Tips to Topple the TOEFL Teufelc
Written by Kevin (Torus Volunteer)
No, I’m not drunk. In this blog entry, I’m going to discuss the best strategies to help our learners pass the Test Of English as a Foreign Language, or TOEFL. This is a standardized exam that almost all US universities want non-native English speakers to take as a condition of admission. A good score on the TOEFL can get you admitted with no extra conditions; a mediocre score can get you admitted but with a requirement to take several ESL courses; a poor score can get you denied admission altogether or at best, obligate you to take an entire year’s worth of English classes before you can even start your studies. So our learners who intend to enroll at an American university have a strong incentive to do well on that test.
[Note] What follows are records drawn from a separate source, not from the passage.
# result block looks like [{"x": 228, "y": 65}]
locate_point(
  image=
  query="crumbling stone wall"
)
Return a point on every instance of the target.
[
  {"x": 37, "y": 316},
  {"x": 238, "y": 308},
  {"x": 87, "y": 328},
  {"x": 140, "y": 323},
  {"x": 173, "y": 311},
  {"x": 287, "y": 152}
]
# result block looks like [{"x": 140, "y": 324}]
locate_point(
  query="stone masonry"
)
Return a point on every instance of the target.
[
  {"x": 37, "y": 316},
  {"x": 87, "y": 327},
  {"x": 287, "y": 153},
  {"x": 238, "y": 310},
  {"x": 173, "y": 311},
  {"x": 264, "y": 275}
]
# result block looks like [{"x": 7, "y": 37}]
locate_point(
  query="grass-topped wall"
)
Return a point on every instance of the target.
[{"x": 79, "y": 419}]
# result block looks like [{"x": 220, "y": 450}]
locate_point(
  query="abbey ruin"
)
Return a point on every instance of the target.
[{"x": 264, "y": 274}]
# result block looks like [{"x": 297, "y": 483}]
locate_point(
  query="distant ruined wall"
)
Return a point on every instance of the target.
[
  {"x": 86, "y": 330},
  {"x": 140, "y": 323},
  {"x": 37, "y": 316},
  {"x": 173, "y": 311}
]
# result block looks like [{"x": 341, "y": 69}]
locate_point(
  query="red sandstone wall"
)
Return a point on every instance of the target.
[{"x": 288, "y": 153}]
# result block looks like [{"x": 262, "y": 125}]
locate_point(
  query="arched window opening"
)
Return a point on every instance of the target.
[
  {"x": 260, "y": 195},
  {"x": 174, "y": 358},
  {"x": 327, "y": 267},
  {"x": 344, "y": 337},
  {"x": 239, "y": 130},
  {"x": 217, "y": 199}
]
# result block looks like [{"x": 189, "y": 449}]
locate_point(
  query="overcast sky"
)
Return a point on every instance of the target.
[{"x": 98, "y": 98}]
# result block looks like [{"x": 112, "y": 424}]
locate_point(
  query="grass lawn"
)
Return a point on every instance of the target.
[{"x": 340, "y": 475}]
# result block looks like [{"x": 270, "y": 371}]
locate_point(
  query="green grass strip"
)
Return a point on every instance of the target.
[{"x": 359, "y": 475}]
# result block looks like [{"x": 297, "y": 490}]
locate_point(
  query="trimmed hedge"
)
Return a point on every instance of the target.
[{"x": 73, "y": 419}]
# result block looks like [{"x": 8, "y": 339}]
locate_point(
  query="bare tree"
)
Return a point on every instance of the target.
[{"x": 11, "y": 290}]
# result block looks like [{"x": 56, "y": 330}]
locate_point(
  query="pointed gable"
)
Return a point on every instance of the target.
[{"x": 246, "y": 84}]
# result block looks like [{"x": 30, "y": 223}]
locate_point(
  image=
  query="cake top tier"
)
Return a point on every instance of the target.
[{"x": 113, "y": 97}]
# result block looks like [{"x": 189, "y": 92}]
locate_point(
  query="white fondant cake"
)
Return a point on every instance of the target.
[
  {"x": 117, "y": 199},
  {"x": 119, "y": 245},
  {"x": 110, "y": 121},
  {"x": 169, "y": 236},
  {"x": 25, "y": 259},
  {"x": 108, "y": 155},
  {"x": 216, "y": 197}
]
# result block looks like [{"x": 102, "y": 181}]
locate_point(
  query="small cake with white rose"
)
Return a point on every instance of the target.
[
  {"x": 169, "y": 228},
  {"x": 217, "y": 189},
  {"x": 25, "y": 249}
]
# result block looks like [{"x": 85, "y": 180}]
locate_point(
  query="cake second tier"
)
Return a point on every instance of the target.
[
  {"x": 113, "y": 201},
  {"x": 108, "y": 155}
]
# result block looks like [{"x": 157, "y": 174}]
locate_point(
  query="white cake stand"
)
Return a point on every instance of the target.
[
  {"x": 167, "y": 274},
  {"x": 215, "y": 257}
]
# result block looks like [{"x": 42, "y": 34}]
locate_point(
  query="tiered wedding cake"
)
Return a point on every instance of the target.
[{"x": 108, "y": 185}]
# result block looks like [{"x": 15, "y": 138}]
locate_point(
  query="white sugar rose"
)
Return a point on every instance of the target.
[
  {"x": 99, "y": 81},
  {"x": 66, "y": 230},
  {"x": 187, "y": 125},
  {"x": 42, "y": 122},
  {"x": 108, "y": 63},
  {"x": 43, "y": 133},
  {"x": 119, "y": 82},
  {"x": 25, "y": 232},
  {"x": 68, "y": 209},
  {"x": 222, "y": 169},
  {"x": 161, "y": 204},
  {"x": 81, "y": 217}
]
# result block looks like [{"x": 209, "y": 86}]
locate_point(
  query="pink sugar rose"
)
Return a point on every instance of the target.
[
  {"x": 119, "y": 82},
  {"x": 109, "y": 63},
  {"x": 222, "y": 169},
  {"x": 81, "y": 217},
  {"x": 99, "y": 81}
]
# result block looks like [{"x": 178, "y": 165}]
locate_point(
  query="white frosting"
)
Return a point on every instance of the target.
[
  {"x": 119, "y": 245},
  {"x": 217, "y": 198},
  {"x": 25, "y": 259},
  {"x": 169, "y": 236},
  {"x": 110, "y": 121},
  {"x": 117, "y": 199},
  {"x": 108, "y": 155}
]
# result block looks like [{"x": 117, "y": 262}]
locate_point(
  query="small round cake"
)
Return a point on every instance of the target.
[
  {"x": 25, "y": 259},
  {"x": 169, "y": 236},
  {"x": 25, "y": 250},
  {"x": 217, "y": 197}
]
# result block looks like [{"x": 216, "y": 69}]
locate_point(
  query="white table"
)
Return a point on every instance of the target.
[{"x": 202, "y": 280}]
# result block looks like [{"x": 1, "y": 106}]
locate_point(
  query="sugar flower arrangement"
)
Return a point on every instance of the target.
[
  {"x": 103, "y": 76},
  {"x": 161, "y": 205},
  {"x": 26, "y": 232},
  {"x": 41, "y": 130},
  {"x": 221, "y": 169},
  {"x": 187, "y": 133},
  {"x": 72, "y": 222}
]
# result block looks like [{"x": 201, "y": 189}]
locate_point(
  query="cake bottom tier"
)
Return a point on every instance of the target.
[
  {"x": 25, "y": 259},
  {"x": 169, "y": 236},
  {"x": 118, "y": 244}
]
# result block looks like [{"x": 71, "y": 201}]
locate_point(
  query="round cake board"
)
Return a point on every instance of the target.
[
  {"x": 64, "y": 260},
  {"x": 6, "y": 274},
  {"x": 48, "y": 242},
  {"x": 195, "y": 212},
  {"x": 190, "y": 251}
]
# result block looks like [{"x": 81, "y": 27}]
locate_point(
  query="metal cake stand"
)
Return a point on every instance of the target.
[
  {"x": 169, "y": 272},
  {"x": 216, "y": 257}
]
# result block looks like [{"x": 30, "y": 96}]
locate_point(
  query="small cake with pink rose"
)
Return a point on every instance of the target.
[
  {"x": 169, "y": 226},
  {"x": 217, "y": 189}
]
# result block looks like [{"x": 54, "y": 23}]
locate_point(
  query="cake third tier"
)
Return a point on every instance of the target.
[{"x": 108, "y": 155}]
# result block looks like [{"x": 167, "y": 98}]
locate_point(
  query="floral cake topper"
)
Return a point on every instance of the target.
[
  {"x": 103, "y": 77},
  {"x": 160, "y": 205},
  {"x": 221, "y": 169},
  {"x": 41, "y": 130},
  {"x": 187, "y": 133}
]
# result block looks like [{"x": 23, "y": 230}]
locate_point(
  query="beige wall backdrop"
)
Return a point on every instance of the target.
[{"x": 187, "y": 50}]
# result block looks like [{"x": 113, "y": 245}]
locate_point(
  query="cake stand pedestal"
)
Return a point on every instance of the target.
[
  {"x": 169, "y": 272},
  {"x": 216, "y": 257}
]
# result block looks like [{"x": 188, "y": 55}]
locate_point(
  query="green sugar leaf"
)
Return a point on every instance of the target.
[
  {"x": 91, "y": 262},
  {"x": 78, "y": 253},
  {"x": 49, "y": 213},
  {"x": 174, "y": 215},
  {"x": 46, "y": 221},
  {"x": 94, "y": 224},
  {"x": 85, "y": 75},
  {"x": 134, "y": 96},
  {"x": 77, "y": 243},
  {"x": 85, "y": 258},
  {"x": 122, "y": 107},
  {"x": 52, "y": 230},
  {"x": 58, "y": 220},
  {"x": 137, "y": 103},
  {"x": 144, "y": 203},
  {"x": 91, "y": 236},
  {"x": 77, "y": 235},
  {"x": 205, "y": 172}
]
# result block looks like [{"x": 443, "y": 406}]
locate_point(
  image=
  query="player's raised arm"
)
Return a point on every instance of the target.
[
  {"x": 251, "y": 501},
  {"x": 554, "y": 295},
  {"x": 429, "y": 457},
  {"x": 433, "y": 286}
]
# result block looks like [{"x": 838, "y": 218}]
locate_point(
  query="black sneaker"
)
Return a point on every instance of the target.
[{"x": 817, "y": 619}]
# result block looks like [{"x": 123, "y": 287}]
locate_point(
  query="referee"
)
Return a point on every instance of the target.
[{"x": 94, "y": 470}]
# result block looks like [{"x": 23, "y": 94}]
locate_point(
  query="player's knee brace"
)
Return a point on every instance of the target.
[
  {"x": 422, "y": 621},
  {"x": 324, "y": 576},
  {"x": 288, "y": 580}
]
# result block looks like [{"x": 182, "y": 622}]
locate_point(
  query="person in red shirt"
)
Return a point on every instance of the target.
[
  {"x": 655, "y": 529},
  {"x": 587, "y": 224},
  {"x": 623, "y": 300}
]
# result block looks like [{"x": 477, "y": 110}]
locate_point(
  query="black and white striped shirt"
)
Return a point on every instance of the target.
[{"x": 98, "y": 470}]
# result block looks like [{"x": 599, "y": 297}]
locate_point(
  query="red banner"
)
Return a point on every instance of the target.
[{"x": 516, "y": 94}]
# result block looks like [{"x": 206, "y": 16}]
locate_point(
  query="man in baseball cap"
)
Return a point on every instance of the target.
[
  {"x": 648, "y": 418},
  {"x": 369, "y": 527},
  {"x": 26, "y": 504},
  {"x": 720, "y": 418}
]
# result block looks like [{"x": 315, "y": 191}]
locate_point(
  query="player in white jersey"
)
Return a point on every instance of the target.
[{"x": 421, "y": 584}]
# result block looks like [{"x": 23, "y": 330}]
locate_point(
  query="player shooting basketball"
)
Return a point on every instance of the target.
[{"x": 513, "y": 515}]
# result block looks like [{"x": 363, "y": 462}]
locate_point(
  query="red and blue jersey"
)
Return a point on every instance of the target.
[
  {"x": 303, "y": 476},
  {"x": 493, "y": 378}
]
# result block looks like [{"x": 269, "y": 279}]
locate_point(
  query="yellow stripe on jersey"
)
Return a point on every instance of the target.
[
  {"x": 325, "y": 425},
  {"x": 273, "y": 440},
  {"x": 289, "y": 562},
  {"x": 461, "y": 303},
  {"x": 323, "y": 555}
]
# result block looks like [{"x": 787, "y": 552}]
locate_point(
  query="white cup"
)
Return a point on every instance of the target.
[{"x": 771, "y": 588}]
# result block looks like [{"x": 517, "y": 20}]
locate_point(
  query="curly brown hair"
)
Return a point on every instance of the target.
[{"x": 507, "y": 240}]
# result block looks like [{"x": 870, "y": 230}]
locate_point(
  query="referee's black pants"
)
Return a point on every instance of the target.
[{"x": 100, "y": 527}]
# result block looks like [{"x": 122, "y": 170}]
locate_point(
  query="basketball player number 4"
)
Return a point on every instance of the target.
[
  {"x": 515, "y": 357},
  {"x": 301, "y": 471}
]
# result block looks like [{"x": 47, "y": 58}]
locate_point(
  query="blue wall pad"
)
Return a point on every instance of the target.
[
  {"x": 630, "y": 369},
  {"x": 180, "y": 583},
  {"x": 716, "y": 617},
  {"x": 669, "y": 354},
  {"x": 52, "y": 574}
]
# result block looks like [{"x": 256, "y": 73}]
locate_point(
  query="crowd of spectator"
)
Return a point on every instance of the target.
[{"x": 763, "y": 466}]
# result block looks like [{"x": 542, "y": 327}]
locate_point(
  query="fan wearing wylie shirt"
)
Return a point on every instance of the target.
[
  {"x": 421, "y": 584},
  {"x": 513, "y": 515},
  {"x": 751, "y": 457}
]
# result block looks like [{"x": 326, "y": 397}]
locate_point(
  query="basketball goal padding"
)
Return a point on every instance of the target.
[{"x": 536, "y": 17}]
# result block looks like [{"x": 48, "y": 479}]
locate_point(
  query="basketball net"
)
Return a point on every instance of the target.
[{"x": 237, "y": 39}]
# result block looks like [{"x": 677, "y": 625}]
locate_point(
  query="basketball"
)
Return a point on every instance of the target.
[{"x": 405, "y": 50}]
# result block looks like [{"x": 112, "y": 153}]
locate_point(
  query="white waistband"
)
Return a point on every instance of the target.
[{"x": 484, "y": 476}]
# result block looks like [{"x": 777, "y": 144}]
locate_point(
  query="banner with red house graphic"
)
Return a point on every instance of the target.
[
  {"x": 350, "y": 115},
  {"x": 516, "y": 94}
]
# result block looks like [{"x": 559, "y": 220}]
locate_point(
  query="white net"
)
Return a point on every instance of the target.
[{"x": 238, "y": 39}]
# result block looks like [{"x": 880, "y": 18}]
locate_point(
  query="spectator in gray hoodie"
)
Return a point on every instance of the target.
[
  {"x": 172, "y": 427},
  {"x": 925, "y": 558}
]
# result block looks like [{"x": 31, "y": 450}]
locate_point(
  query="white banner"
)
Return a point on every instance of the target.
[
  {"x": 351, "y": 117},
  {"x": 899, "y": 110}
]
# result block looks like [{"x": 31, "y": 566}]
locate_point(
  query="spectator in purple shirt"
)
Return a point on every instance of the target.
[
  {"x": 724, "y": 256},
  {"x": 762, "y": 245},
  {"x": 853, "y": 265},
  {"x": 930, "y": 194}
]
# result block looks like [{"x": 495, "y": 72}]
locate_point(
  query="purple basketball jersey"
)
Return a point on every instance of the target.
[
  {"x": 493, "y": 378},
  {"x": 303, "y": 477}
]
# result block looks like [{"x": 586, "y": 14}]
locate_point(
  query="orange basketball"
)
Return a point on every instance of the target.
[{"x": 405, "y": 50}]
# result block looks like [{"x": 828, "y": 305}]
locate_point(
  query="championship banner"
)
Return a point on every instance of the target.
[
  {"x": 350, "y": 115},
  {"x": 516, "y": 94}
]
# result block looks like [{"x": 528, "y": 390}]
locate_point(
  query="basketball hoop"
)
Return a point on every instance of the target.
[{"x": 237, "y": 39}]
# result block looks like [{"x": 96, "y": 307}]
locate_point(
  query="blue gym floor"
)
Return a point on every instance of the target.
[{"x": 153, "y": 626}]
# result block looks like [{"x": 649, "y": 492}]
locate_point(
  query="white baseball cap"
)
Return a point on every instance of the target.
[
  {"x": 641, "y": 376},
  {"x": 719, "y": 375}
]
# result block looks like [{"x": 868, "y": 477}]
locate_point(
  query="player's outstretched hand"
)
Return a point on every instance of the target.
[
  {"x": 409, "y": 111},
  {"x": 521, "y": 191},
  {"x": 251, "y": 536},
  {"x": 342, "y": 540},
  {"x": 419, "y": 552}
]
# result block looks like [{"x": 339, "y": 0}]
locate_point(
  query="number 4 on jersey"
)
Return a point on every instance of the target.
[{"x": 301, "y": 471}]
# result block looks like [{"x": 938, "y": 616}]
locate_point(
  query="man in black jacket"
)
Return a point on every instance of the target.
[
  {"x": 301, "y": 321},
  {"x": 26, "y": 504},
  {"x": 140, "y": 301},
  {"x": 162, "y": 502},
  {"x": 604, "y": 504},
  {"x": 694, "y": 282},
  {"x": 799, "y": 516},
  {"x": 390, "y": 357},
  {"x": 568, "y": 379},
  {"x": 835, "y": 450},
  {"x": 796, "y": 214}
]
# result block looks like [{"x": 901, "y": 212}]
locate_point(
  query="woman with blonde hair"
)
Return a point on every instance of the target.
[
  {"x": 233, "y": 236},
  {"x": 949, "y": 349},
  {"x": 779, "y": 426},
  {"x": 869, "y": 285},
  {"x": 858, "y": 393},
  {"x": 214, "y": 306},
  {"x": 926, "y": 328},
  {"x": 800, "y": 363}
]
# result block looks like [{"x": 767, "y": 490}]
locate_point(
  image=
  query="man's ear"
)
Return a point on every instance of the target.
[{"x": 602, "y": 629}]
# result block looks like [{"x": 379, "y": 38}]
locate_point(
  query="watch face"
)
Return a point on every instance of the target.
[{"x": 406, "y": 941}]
We’ve all taken standardized tests before. Educational Testing Service, or ETS, creates and administers the SAT, GRE, TOEFL, etc. etc. They tend to stick to a pretty much tried and true format. The TOEFL looks a lot like the English portion of an SAT. There are reading comprehension, vocabulary, and writing sections. The only difference is that there is also a speaking section.
My reference in the title above is to the person I call the TOEFL Teufel. “Teufel” means “devil” in German. The TOEFL Teufel is the guy who tries to get you to select the wrong answer. To score well on the TOEFL, you have to outwit the Teufel.
I graduated from University of Oregon in 2011 and was fortunate to have as one of my profs a man who had been writing questions for the SAT and other standardized tests for nineteen years. He wrote a monograph on the subject, which I had the opportunity to read. The most salient takeaway is that it’s quite difficult to write a plausible wrong answer.
Let’s take a a look at a couple of hypothetical SAT questions.
Q: What is the most popular flavor of ice cream in the United States?
Corn
Wood
Key lime
Chocolate
Vanilla
Q: When you frabulate the hypotenuse of a perfect rhomboid that has a surface area of 0.000003 kilometers, what is the result, expressed in furlongs?
4
Purple
Kanye West
-4
176,000,000,012
OK, maybe I am drunk. But the point I’m trying to make is that there’s a hierarchy of answers for every standardized test question, and there’s usually one of each of the following:
The right answer
The almost right answer
The plausible but fundamentally wrong answer
The just plain wrong answer
(Optional, if there are five choices) The really, really wrong answer
So if you simply march your way through the TOEFL, or any other standardized test, and scope out which two answers seem similar, then choose one of them randomly, you’ll score close to fifty percent. That’s because #2, above, in order to be plausible albeit wrong, has to be quite similar to the right answer, #1.
I’ve empirically verified this. When I took the GRE to be admitted into the graduate English program, I was only required to take the English and not the Mathematics section. However, they charged $160 whether you took one or both. So I said fine, I’ll take the Math section, too—even though I had taken exactly one college-level math course in my life and got a B-minus on it. I got a 780 out of a possible 800 on the English section; that, I expected. But I also got a 720 on the Math section.
All I did was use the plausible-answer ranking method I outlined above—doing so helped me to figure out the correct answer some of the time (for the questions I actually had a prayer of understanding) and make a 50-50 guess the rest of the time. Obviously, my guesser was working that day—my score was much higher than it reasonably should have been---but the point is, you can do well on a standardized test even if you don’t know what the hell you’re doing.